- Bitcoin fell below $111,000, triggering a $97 million long liquidation at around $110.9K.
- A second wave hit under $109K, liquidating another $88 million in long positions on Binance.
- Long-term holders increased exposure, pushing realized cap above $28 billion.
Bitcoin remains above $109,000 after facing a brief dip from its record highs, showing signs of strength as long-term investors step in. The digital asset had earlier surged past $111,000 last week, setting a new all-time high before a market correction pulled it slightly lower. As of now, it trades at $109,338, holding steady despite recent turbulence.
The pullback didn’t come without impact. A sharp drop below $111,000 triggered two heavy waves of liquidations. The first wave struck when the price slipped to $110,900, wiping out over $97 million in leveraged long positions. A second wave followed as the price dropped below $109,000, clearing another $88 million. Both waves hit Binance traders who had taken on high leverage.
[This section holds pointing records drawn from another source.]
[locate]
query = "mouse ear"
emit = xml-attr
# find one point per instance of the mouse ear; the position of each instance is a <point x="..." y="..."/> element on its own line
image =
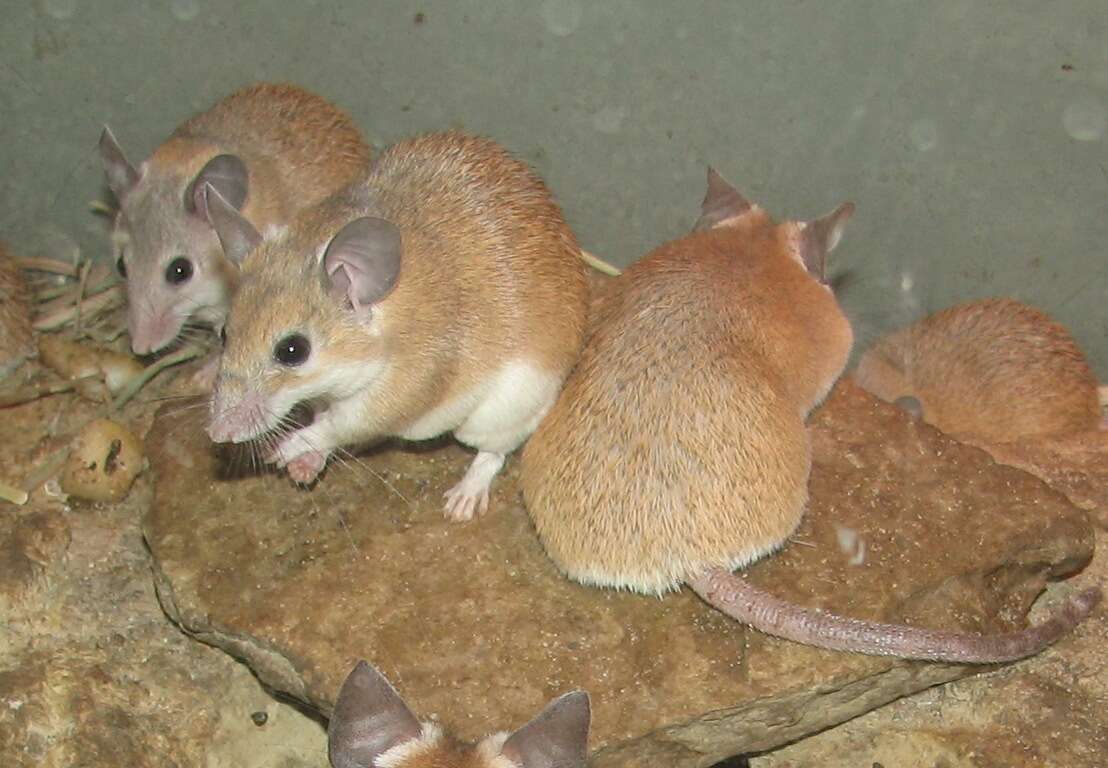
<point x="227" y="175"/>
<point x="361" y="263"/>
<point x="820" y="236"/>
<point x="910" y="405"/>
<point x="556" y="738"/>
<point x="369" y="718"/>
<point x="721" y="202"/>
<point x="237" y="236"/>
<point x="121" y="174"/>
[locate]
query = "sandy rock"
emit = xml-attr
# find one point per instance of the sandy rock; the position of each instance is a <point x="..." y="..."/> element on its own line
<point x="16" y="337"/>
<point x="1076" y="466"/>
<point x="476" y="626"/>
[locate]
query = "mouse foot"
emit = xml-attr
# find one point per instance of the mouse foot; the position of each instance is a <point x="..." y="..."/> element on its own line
<point x="204" y="378"/>
<point x="471" y="495"/>
<point x="306" y="467"/>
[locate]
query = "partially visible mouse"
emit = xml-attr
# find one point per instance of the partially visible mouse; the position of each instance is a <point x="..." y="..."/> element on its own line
<point x="441" y="293"/>
<point x="17" y="339"/>
<point x="371" y="726"/>
<point x="994" y="369"/>
<point x="677" y="451"/>
<point x="270" y="150"/>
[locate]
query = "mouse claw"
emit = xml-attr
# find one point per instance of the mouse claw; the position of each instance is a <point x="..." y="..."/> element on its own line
<point x="306" y="467"/>
<point x="461" y="505"/>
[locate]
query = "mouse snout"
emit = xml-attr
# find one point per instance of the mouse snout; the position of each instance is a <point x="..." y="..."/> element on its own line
<point x="236" y="417"/>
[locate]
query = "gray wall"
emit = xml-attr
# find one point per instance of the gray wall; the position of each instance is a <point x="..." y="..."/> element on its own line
<point x="971" y="133"/>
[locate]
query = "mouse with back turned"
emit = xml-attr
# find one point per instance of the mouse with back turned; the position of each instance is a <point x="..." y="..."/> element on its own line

These cascading liquidations reflect the kind of margin calls that often shake markets during short-term volatility. The automatic closure of positions added pressure to an already falling price, pushing out speculative traders. Yet, this fast-moving correction opened doors for others with a longer view.
Liquidations Pull in Long-Term Bitcoin Holders
Amr Taha, writing for CryptoQuant, pointed out that while short-term traders bore the brunt of the correction, long-term holders saw opportunity. These seasoned participants did not retreat—instead, they added to their holdings. Taha shared data showing that the long-term holder realized cap has climbed beyond $28 billion, a level not seen since April.

This uptick signals renewed confidence among investors who generally ride out turbulence and avoid panic moves. Their activity can often act as a stabilizing force when markets get choppy. In the past, steady buying during similar periods has helped tighten supply and ease downward pressure on prices.
With overleveraged trades shaken out and long-term buyers stepping in, the conditions may be forming for Bitcoin to push again toward higher levels. It’s not the first time such a pattern has emerged. Long-term behavior has often foreshadowed renewed strength in the asset’s performance.
Chart Signals Hint at Reversal if Support Holds
At the same time, technical patterns are also flashing signs of a possible rebound. Another CryptoQuant contributor, ibrahimcosar, observed what he called a classic bullish double bottom on the hourly chart. He described the pattern as “one of the strongest reversal signals” in technical analysis.

The first low came on May 23, when Bitcoin dropped to $106,800. A second low appeared on May 25 at $106,600. Both formed the base of the double bottom pattern. The neckline, currently around $109,000, has now been breached. Bitcoin trades slightly above that level, supported by a notable increase in trading volume.
This rising volume gives weight to the breakout, and if the $109,000 level holds, analysts see the possibility for the price to stretch beyond $112,000. Such moves would suggest the market is regaining strength after clearing out unstable positions and seeing long-term accumulation step in.